As Our Children Exceed Us – Sunday, November 13, 1955

As Our Children Exceed Us – Sunday, November 13, 1955

On this question again of the point at which a person’s character is safely set A man may, in his youth, from his parents, receive strict teaching and training and be schooled in solid standards and basic qualities of character.  But as he grows older and takes his own independent place, he may, under some circumstances, foolishly and unfortunately forget for the moment the teachings of his youth and break away a bit from the things that have made him the man he is.

These departures from principle certainly hurt him somewhat, but so sure and solid has been his teaching and training that he knows the truth, down deep; and even though he says some things he shouldn’t say, and does some things he shouldn’t do, he himself may not go too far to get back; he himself never quite lets loose.

But his children, his daughter, his son, who haven’t been so solidly taught, whose characters haven’t been so solidly set, who don’t have the same background their father has, follow their father’s example, but without the same basic restraints.  In short, the son frequently follows the father, but goes farther.

As a matter of safety—and as a matter of reality—we should always take into account the fact that our children are likely to exceed us—to go farther than we go— in any direction.  As a physical fact, they are likely to grow taller than we are—and to exceed us in other ways also.

If we are unkind, they may be unkinder.  If we express mild disloyalties, they may become affected with flagrant disloyalties.  If we become a bit critical or careless, they may take license from us to become more critical or careless.

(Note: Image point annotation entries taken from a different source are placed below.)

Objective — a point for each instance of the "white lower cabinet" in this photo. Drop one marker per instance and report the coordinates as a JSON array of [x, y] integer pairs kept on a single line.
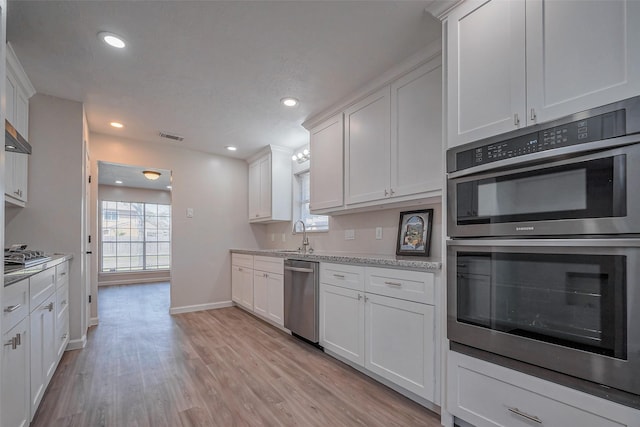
[[389, 336], [400, 343], [259, 289], [43, 348], [15, 376], [488, 395]]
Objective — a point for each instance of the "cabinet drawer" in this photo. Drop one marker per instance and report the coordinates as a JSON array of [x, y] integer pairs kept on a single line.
[[345, 276], [15, 304], [242, 260], [487, 395], [41, 285], [409, 285], [268, 264], [62, 300], [62, 274]]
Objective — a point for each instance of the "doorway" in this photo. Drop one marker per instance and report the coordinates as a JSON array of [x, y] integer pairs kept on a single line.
[[133, 244]]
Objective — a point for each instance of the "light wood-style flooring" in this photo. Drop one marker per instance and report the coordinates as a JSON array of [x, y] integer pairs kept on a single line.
[[143, 367]]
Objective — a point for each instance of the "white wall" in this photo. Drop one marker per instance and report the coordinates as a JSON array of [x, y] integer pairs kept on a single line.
[[216, 188], [129, 194], [52, 219]]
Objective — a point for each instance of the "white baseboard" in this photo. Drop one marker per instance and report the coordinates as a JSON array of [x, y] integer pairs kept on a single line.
[[134, 281], [77, 344], [200, 307]]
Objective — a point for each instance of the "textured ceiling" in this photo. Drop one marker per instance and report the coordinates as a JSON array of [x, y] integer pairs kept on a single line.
[[213, 71]]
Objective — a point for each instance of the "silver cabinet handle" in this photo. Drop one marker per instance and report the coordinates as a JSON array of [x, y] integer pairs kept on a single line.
[[12, 308], [299, 270], [525, 415], [393, 283]]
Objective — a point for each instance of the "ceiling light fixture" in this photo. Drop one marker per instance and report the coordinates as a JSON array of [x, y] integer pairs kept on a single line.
[[289, 102], [151, 175], [302, 156], [112, 40]]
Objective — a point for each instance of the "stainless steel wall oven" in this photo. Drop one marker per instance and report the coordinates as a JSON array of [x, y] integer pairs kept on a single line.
[[544, 256]]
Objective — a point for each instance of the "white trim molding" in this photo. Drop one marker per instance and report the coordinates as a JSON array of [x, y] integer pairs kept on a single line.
[[200, 307]]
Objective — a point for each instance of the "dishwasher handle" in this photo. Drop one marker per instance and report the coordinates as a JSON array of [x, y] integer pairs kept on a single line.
[[299, 270]]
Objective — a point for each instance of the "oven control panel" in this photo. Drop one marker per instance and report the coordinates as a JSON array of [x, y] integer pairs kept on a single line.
[[596, 128]]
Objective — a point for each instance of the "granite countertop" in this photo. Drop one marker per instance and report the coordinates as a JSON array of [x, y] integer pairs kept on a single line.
[[13, 275], [356, 259]]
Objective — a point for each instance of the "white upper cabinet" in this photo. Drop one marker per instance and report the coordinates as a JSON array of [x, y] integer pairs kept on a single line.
[[486, 69], [542, 59], [270, 185], [367, 142], [327, 186], [580, 55], [416, 136]]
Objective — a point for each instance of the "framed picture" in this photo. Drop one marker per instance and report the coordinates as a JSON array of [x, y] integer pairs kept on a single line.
[[414, 233]]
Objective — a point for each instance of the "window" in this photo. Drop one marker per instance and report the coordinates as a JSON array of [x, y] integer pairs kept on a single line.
[[311, 222], [135, 236]]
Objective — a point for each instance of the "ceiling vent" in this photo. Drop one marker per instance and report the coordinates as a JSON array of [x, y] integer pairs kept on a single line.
[[171, 136]]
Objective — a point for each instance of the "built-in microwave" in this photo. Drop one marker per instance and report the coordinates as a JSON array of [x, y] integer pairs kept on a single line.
[[565, 309], [575, 176]]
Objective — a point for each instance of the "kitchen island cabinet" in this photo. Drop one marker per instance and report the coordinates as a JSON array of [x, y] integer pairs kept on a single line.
[[543, 59]]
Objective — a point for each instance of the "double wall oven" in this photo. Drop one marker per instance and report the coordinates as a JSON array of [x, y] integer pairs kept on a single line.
[[544, 255]]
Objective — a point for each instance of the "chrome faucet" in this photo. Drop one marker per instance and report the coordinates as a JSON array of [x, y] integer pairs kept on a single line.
[[305, 240]]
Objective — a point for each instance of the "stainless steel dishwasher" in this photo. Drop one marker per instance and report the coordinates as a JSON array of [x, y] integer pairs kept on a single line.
[[301, 298]]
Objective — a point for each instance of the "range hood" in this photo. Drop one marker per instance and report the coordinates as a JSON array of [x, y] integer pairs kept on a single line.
[[13, 141]]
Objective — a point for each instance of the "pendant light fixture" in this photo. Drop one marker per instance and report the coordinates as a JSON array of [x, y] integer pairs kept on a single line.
[[151, 175]]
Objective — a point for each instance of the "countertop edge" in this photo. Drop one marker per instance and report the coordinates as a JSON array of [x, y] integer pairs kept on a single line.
[[404, 264], [19, 275]]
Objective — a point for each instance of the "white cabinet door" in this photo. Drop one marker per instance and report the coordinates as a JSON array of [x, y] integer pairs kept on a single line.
[[580, 55], [342, 322], [400, 343], [327, 153], [260, 300], [254, 190], [265, 187], [416, 137], [246, 295], [15, 376], [43, 349], [367, 148], [486, 69], [275, 298]]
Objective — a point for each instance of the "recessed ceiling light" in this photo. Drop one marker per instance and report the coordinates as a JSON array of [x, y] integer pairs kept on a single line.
[[112, 39], [289, 102]]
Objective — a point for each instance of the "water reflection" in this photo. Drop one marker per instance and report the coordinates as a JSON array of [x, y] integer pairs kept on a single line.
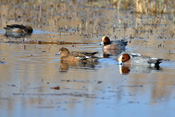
[[126, 69], [64, 66]]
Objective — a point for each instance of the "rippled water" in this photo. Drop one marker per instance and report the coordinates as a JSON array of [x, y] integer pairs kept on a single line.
[[35, 83]]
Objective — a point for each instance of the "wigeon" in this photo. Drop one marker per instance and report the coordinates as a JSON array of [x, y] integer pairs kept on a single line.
[[113, 47], [127, 58], [16, 28], [77, 56]]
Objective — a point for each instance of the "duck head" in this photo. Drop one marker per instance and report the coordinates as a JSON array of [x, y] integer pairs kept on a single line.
[[123, 58], [64, 52], [105, 40]]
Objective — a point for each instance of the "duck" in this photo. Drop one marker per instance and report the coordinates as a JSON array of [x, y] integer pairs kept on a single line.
[[129, 58], [113, 47], [17, 28], [67, 56]]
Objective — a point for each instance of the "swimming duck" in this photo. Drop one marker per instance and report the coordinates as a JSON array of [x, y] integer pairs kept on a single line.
[[77, 56], [127, 58], [113, 47], [16, 28]]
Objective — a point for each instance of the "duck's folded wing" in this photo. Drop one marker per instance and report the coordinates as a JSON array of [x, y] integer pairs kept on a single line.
[[15, 26], [156, 61]]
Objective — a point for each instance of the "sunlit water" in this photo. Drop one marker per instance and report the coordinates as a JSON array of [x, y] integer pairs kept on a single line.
[[31, 72]]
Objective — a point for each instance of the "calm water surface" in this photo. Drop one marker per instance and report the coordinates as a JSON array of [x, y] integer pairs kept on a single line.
[[35, 83]]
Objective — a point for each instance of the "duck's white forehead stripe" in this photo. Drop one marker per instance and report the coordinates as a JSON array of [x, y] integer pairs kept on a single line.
[[120, 59]]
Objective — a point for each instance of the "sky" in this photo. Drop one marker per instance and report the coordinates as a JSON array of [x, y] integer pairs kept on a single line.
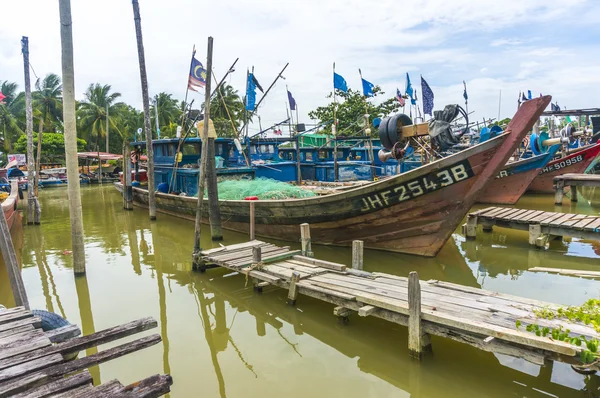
[[498, 48]]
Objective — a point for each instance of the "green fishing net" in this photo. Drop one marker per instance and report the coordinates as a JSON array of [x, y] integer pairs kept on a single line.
[[263, 188]]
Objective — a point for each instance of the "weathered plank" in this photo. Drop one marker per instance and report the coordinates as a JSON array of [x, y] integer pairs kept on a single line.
[[58, 386], [53, 372], [81, 343]]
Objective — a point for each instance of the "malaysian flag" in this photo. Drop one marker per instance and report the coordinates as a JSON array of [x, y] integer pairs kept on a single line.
[[427, 98], [400, 98], [197, 76]]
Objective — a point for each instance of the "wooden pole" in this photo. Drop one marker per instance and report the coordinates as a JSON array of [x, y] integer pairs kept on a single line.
[[305, 240], [70, 134], [214, 213], [357, 254], [146, 101], [415, 333], [12, 265], [293, 292], [252, 219], [28, 128], [203, 160]]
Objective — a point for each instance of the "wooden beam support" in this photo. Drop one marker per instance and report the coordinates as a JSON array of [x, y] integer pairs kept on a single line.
[[357, 254], [366, 310], [305, 240], [293, 292], [558, 195], [418, 341]]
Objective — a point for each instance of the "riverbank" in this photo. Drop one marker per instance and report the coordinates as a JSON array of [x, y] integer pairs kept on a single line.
[[221, 339]]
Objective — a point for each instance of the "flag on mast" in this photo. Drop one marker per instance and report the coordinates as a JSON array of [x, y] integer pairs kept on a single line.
[[292, 101], [197, 76], [409, 90], [400, 98], [427, 98]]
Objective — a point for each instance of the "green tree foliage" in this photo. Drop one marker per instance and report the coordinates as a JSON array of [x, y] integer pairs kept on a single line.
[[351, 108], [12, 114], [47, 101], [53, 146], [91, 115], [169, 114], [227, 111]]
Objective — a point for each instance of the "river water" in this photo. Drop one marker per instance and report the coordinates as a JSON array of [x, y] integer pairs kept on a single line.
[[220, 339]]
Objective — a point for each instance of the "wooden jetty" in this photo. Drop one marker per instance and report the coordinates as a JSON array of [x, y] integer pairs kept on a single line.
[[573, 180], [34, 363], [542, 225], [481, 318]]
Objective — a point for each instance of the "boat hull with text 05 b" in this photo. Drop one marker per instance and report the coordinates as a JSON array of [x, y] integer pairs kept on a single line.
[[414, 212], [512, 181], [576, 162]]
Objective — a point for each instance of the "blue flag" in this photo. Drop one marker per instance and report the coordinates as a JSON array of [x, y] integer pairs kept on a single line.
[[251, 93], [427, 98], [339, 82], [410, 91], [367, 88], [292, 101]]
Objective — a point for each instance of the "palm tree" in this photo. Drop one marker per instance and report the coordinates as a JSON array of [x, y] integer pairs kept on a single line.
[[12, 112], [47, 100], [169, 112], [92, 113], [227, 110]]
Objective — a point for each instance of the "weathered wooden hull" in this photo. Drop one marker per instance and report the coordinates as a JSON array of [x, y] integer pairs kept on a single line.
[[514, 179], [414, 212], [576, 162]]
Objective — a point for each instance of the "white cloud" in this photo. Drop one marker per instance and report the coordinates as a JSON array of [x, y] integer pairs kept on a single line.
[[385, 39]]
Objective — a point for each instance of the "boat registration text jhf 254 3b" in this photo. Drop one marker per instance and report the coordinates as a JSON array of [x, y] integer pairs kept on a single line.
[[418, 186]]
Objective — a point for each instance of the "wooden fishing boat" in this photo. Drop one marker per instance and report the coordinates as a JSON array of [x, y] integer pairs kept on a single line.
[[9, 205], [414, 212], [576, 162], [512, 181]]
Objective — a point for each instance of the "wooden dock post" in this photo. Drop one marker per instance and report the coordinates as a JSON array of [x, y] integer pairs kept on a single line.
[[471, 227], [560, 186], [417, 340], [293, 292], [357, 254], [252, 219], [12, 265], [305, 239]]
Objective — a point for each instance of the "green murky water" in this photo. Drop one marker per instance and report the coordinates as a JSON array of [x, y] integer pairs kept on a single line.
[[222, 339]]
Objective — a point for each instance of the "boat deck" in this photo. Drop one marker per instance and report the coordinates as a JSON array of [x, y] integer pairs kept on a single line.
[[32, 362], [478, 317], [542, 225]]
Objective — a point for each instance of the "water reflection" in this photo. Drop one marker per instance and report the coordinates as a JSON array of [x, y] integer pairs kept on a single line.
[[221, 338]]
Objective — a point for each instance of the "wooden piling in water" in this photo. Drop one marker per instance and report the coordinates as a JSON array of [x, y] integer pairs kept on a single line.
[[357, 254], [293, 291], [12, 265], [305, 240], [417, 340], [252, 219]]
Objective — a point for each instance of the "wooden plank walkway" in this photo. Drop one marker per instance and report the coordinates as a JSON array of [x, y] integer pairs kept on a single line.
[[573, 180], [484, 319], [542, 225], [34, 363]]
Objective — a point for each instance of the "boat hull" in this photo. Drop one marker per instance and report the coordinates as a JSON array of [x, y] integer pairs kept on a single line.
[[414, 212], [577, 163], [514, 179]]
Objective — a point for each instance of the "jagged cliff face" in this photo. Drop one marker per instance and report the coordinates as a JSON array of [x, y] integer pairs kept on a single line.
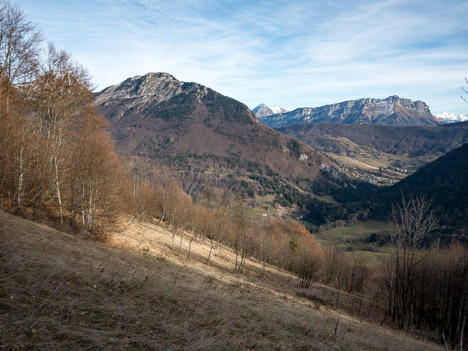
[[263, 110], [203, 138], [391, 111]]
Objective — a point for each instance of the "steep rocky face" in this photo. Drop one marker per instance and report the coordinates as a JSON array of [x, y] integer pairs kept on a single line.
[[449, 117], [202, 138], [263, 110], [390, 111]]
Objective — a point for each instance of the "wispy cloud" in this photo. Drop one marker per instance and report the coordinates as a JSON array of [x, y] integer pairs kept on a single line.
[[290, 53]]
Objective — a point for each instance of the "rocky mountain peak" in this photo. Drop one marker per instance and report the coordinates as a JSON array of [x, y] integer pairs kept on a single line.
[[391, 111], [157, 87], [263, 110]]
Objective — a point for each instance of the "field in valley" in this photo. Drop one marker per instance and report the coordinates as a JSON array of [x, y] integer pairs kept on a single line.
[[62, 291]]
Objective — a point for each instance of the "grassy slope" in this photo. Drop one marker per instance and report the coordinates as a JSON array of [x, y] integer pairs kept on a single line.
[[59, 291]]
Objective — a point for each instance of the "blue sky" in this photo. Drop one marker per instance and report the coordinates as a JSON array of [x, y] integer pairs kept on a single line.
[[289, 53]]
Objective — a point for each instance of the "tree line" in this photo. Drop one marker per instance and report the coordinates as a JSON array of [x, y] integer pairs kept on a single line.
[[56, 157], [57, 160]]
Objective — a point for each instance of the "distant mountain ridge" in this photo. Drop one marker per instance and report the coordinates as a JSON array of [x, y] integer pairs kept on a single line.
[[201, 138], [263, 110], [449, 117], [443, 181], [393, 110]]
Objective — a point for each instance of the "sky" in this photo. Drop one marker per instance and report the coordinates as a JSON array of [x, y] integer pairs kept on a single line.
[[291, 53]]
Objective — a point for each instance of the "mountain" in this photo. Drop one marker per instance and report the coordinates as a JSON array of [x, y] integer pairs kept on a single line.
[[443, 180], [263, 110], [380, 154], [390, 111], [449, 117], [203, 139]]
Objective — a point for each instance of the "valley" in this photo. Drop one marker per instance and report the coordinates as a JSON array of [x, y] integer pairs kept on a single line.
[[65, 292]]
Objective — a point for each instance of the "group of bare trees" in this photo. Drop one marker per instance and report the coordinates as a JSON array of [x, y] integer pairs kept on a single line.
[[55, 157], [426, 286]]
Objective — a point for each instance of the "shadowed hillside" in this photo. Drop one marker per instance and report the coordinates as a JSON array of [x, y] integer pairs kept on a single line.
[[204, 139]]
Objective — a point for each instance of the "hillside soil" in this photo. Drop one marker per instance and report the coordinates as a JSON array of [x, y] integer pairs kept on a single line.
[[62, 291]]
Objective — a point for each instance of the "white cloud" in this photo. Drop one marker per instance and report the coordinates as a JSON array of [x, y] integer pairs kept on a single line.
[[295, 53]]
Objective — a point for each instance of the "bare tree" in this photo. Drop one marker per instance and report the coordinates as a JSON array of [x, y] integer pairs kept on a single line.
[[19, 45], [413, 220], [465, 90], [61, 92]]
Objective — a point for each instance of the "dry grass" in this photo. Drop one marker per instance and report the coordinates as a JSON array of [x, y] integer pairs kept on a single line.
[[61, 292]]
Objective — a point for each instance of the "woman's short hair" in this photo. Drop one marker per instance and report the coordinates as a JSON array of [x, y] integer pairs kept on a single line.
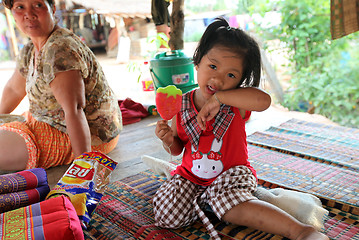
[[10, 3]]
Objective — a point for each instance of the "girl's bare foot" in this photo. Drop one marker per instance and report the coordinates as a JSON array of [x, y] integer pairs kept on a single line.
[[311, 234]]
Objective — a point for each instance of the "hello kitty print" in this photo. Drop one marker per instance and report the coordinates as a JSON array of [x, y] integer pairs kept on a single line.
[[207, 165]]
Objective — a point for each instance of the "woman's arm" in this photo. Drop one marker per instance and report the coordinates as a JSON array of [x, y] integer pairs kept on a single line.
[[13, 93], [69, 90]]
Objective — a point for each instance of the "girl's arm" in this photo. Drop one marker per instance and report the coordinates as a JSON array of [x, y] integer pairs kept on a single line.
[[245, 99], [69, 90], [13, 93], [250, 98]]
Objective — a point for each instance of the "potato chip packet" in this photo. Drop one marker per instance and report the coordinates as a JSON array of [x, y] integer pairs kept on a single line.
[[84, 183]]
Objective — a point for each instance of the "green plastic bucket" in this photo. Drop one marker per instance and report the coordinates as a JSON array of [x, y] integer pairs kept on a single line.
[[173, 68]]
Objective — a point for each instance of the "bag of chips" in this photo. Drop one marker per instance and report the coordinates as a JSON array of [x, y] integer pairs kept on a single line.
[[84, 183]]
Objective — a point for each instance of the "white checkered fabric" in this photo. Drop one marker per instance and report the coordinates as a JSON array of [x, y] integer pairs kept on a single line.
[[178, 202]]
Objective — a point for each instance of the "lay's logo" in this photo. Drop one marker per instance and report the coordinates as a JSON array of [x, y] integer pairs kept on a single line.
[[77, 171]]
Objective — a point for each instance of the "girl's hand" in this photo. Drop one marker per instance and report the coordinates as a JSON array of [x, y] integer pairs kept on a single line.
[[208, 111], [164, 132]]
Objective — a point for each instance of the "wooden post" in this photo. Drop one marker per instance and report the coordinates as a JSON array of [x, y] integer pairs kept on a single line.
[[14, 47], [177, 25], [272, 77]]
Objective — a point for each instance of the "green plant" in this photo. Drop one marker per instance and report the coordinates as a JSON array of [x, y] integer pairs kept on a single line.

A man, a father (and it is true of a mother also) can drive his family far down the wrong road with just a little wrong lead— which he later regrets and repents of perhaps and pulls himself back.  But he may find that he has lost his family—that in following his lead (but also in exceeding it) they have gone too far to be pulled back.  True, it doesn’t always work this way, but it is never safe to assume that it won’t work this way.

The only way of safety in rearing a family, in teaching children, is to be what we should be, to act as we should act, to speak as we should speak, genuinely, honestly, and without duplicity or hypocrisy—cause they will catch our spirit from us and will likely exceed us in the manifestation of it.

At least, this is the risk we take: that if our lead is wrong, they will exceed us in wrong ways.  But if our lead is right, at least we have a right to hope that they will exceed us in right ways.